Ejinagosi, dont le nom signifie « celui qui raconte », nous explique : « C’est pourquoi je me décris moi-même comme un “grand brûlé de l’âme”. ». Il exprime ainsi sa volonté de renommer les survivants, de les appeler les « grands brûlés de l’âme », une expression qui rend plus fidèlement compte de leur expérience et de la gravité de leurs cicatrices invisibles, selon le septuagénaire.
Huit longues années ont passé depuis que les portes de la Commission de vérité et réconciliation se sont refermées. Chez l’aîné des Kistabish, qui a été agent régional, les mots sortent de sa bouche après avoir été mûrement réfléchis : « Non, on ne peut pas prétendre avoir obtenu justice, mais la CVR a accompli un travail considérable. Dans une inondation, on tente de tout prévoir, mais il est impossible d’évaluer simultanément tous les dégâts. La CVR a fait tout ce qui était réalisable, compte tenu de l’ampleur des ravages. On sauve ceux qu’on peut. »

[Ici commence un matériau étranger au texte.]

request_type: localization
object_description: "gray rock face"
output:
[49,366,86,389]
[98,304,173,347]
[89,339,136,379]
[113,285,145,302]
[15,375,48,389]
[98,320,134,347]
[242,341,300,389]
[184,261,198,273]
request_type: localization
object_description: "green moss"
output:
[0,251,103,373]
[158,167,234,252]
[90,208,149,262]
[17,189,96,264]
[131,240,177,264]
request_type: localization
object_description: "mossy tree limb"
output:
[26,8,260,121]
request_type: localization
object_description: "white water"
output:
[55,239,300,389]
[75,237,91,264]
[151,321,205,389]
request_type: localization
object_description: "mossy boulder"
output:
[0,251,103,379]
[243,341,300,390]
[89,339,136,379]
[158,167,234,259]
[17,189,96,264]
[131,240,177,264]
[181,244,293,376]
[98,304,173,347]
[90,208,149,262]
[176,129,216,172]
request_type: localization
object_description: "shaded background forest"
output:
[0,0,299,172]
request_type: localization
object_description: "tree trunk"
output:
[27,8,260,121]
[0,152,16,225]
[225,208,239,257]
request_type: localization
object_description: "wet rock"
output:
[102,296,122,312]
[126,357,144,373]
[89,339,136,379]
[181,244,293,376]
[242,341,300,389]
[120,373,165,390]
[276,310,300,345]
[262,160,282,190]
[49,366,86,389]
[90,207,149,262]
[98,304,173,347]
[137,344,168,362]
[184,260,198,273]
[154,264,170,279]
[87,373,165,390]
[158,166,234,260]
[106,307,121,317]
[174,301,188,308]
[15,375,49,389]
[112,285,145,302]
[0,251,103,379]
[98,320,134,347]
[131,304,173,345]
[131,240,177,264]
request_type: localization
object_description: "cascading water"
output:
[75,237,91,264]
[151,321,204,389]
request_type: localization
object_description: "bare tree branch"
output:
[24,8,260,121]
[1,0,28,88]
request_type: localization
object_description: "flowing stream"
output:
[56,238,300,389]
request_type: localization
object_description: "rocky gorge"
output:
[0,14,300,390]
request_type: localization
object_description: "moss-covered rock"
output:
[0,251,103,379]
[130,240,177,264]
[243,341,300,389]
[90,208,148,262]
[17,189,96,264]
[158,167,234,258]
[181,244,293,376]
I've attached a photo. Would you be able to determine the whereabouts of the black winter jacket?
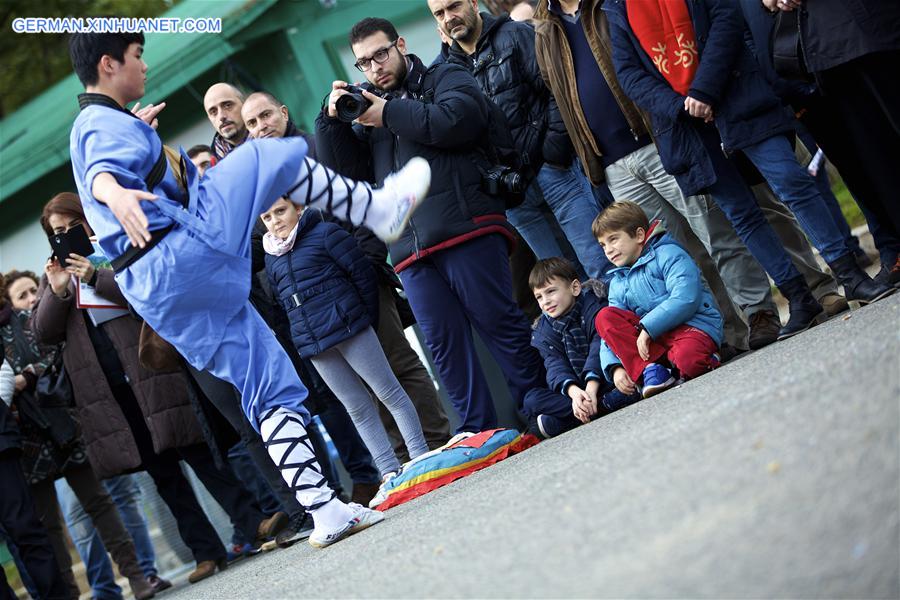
[266,210,378,358]
[800,0,900,73]
[316,55,514,273]
[0,342,22,458]
[439,12,575,173]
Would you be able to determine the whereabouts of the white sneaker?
[309,502,384,548]
[369,472,397,508]
[364,156,431,243]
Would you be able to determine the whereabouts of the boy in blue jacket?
[592,201,722,398]
[523,258,640,438]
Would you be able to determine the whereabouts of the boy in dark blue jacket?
[524,258,639,438]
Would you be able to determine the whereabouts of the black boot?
[828,254,897,304]
[778,278,828,341]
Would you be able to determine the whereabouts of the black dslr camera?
[334,84,390,123]
[481,165,528,206]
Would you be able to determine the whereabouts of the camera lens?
[334,94,372,123]
[503,171,525,194]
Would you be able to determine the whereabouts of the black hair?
[188,144,212,158]
[69,33,144,87]
[350,17,400,46]
[247,90,284,107]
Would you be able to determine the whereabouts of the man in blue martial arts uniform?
[69,33,431,547]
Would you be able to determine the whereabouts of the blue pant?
[400,234,544,431]
[56,475,157,599]
[698,126,839,285]
[508,162,612,279]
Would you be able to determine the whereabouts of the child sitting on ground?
[524,258,640,438]
[262,198,428,480]
[592,202,722,398]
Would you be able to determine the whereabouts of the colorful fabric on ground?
[377,429,539,511]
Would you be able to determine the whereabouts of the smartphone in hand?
[48,225,94,267]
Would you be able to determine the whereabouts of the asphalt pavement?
[163,294,900,600]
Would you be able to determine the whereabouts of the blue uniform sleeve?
[76,115,156,195]
[641,244,703,339]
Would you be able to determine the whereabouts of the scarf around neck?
[263,221,300,256]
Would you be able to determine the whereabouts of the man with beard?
[316,18,543,431]
[203,83,247,160]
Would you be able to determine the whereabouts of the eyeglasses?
[353,40,400,73]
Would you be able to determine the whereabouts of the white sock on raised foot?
[363,156,431,243]
[285,158,373,225]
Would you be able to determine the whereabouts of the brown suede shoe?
[747,310,781,350]
[819,294,850,317]
[350,483,381,506]
[188,558,228,583]
[254,511,290,546]
[128,575,156,600]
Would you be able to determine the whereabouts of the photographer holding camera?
[316,18,543,431]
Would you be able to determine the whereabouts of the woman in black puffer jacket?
[262,199,428,478]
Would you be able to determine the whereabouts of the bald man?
[203,83,247,159]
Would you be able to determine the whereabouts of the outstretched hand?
[131,102,166,129]
[106,188,156,248]
[91,173,156,248]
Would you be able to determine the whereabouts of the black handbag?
[772,10,814,83]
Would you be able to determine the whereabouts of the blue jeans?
[56,475,157,599]
[228,441,283,516]
[228,438,281,546]
[697,125,820,286]
[743,135,850,263]
[507,161,612,279]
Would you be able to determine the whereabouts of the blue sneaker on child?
[641,363,675,398]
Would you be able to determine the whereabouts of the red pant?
[594,306,719,382]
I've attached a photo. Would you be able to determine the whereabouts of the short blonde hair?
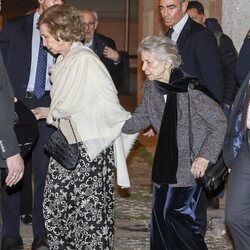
[138,36,182,69]
[38,4,83,42]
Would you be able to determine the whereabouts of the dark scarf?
[152,69,199,184]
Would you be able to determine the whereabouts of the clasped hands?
[191,157,209,178]
[31,107,49,120]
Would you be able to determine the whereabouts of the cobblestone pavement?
[21,92,233,250]
[21,146,233,250]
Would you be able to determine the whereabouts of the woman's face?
[39,23,71,56]
[141,51,171,82]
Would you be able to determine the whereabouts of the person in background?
[223,71,250,250]
[223,30,250,250]
[122,36,226,250]
[236,29,250,85]
[158,0,224,234]
[187,1,239,209]
[0,0,63,250]
[37,4,136,250]
[79,9,123,93]
[187,1,206,25]
[187,1,239,118]
[0,53,24,249]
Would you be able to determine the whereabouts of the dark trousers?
[225,130,250,250]
[2,120,54,237]
[20,154,33,215]
[150,185,207,250]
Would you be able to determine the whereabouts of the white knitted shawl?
[47,43,136,187]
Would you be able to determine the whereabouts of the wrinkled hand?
[103,46,120,62]
[191,157,209,178]
[143,128,155,137]
[5,153,24,187]
[31,107,49,120]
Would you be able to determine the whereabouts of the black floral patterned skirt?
[43,145,115,250]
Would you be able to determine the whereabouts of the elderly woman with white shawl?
[33,4,135,250]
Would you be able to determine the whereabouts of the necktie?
[34,39,47,99]
[166,28,174,39]
[242,83,250,130]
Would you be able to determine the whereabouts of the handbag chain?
[58,119,78,144]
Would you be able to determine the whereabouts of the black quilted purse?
[201,153,229,191]
[44,121,80,170]
[188,89,229,191]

Les Grands brûlés de l’âme, hantés par un incendie perpétuel, continuent d’attendre avec impatience la caresse de Madame Justice. Dans l’ombre des drapeaux canadiens, la lourdeur administrative prive de nombreux anciens pensionnaires des fruits de leur lutte. Pour l’instant, la réconciliation semble n’être qu’un écho fugace des feux d’artifice qui se dissipent dans les cieux. De leur côté, les frères Kistabish et les sœurs Rock se concentrent sur leur propre guérison et la réconciliation au sein de leur communauté, s’efforçant de raviver les douces flammes qui les ont autrefois animés. Ils tiennent à transmettre leur histoire, dans l’espoir qu’elle soit utilisée à bon escient pour sensibiliser certains et inspirer la résistance chez d’autres.